Women can enjoy many aspects of touching, penet­ra­tion or non-genitally focused stim­u­la­tion just as men do. But if a woman wants to orgasm during sex (or alone for that matter) then she needs to stim­u­late her clit­oris. Men orgasm by stim­u­lating their penis directly, through masturb­a­tion, oral sex or inter­course but even they have diffi­culty with orgasm when genital stim­u­la­tion is reduced e.g. by a condom. It is ludicrous to suggest that women can orgasm with less genital stim­u­la­tion than men need.

“The source of an orgasm, then, is clit­oral.

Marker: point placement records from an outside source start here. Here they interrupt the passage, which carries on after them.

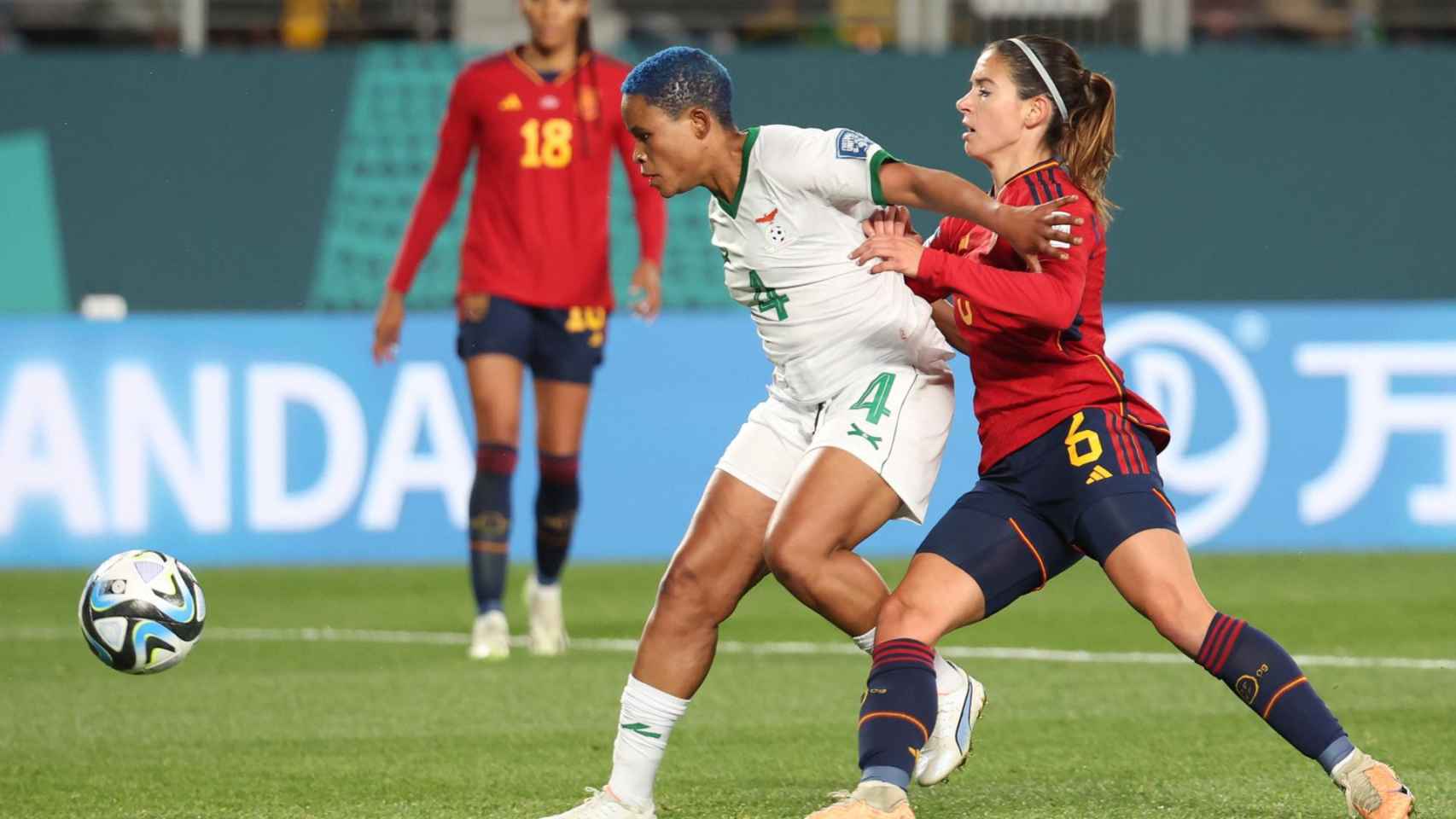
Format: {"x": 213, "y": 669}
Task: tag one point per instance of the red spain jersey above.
{"x": 538, "y": 224}
{"x": 1035, "y": 340}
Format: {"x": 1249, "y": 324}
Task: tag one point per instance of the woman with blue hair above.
{"x": 859, "y": 404}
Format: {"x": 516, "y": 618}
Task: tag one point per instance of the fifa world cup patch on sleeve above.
{"x": 851, "y": 144}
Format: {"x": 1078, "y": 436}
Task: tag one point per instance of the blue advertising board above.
{"x": 272, "y": 439}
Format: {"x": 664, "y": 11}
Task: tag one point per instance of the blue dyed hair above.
{"x": 682, "y": 78}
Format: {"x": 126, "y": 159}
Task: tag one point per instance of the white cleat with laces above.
{"x": 604, "y": 804}
{"x": 950, "y": 742}
{"x": 491, "y": 637}
{"x": 548, "y": 626}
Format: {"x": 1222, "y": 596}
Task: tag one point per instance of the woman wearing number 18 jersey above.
{"x": 1069, "y": 454}
{"x": 544, "y": 124}
{"x": 859, "y": 399}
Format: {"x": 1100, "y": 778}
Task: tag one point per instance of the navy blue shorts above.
{"x": 1082, "y": 488}
{"x": 556, "y": 344}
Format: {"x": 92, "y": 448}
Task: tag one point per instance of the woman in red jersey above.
{"x": 534, "y": 290}
{"x": 1069, "y": 454}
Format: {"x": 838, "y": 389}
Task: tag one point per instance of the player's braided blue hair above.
{"x": 682, "y": 78}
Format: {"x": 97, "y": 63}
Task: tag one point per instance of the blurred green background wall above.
{"x": 282, "y": 181}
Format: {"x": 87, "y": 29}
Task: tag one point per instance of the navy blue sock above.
{"x": 555, "y": 514}
{"x": 491, "y": 524}
{"x": 1262, "y": 674}
{"x": 899, "y": 710}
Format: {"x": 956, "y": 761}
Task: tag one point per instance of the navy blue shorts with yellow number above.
{"x": 1082, "y": 488}
{"x": 556, "y": 344}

But a woman can feel orgasm mainly in her clit­oris or the area beneath it, or in her vagina, or both, or in the whole pelvic area including her uterus, or – indeed – flooding her whole body.“ (p75 Woman’s Exper­i­ence of Sex 1983)

The clit­oris is highly sens­itive to touch much as the glans of the penis is. So when we talk about direct stim­u­la­tion of the clit­oris, my personal exper­i­ence is that this involves stim­u­lating the clit­oris through the skin around (the labia) and over (the hood of) the clit­oris. I tend to rub down­wards from my vulva above the clit­oris and press one or two fingers from each hand over the clitoris.

The sens­itive clit­oris is pres­sured through the protective layer of skin imme­di­ately around it. During masturb­a­tion, my stim­u­la­tion of the clit­oris is not partic­u­larly vigorous or even direct. However, stim­u­la­tion can be focused at crucial moments of arousal and is far more direct than the total lack of sensa­tion that I exper­i­ence during vaginal intercourse.